Custom Import Engine

The Import Engine that you will be creating will check if the row being imported exists based on the primary key of the table. If it does exist, then the row will be updated. Otherwise, the row will be inserted.

The first thing to do is create one class : UpdateEngine that implements the ImportEngine interface.

import java.sql.*;

import net.sourceforge.jdbcimporter.ColumnDef;
import net.sourceforge.jdbcimporter.ColumnValue;
import net.sourceforge.jdbcimporter.EntityDef;
import net.sourceforge.jdbcimporter.ImportEngine;
import net.sourceforge.jdbcimporter.MalformedDataException;

public class UpdateEngine implements ImportEngine 
{

  public void setConnection(Connection con) 
  {
    /* @todo implement this method */
  }

  public Connection getConnection() 
  {
    /* @todo implement this method */
    return null;
  }

  public void setEntityDef(ImportEntityDef entityDef) 
  {
    /* @todo implement this method */
  }

  public void init()
  {
    /* @todo implement this method */
  }
	
  public void cleanup()
  {
    /* @todo implement this method */
  }
	 
  public void importRow(ColumnValue[] values)
    throws SQLException, MalformedDataException 
  {
    /* @todo implement this method */
  }

  public void setBatchMode( boolean flag )
  {
    /* @todo implement this method */
  }
	
  public void executeBatch() throws BatchUpdateException
  {
    /* @todo implement this method */
  }
}

Initial Code

The implementation of setConnection, getConnection, setBatchMode and setEntityDef are straightforward enough.

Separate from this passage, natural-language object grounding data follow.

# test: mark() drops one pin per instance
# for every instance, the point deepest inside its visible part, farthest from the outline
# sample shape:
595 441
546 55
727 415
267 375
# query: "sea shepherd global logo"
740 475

The setEntityDef method initializes an array of integers that maps the position of a column in the incoming array into is position in the update SQL statement.

...
public class UpdateEngine implements ImportEngine 
{
  Connection connection;
  ImportEntityDef  entityDef;
  int[] updateColumnMap;
  boolean batchFlag = false;

  public void setConnection(Connection con) 
  {
    connection = con;
  }

  public Connection getConnection() 
  {
    return connection;
  }

  public void setBatchMode( boolean flag )
  {
    batchFlag = flag;
  }

  public void setEntityDef(ImportEntityDef entityDef) 
  {
    this.entityDef = entityDef;
    this.updateColumnMap = new int[ this.entityDef.getColumns().length ];
    for ( int i = 0; i < updateColumnMap.length; i++ )
    {
      updateColumnMap[i] = i;
    }
  }
}

set/getConnection, setBatchMode and setEntityDef Implementations

The init and cleanup methods are more complicated since they need to initialize and cleanup three prepared statements: an insert prepared statement, a select prepared statement and an update prepared statement. The insert prepared statement is simple enough (the column names are put in the order defined in the EntityDef). For the select prepared statement, the import engine examines the meta data for the table and searches for the primary key columns. It then initializes an array to store the mapping between the position of the column in the select where clause and its position in the array defined in the EntityDef. For the update prepared statement, the import engine needs to modify the position of the columns being imported. All primary key columns are shifted to the end because the 'where' clause contains them and they will not be updated.

The implementation of the cleanup method is shorter since it just has to close the three prepared statements.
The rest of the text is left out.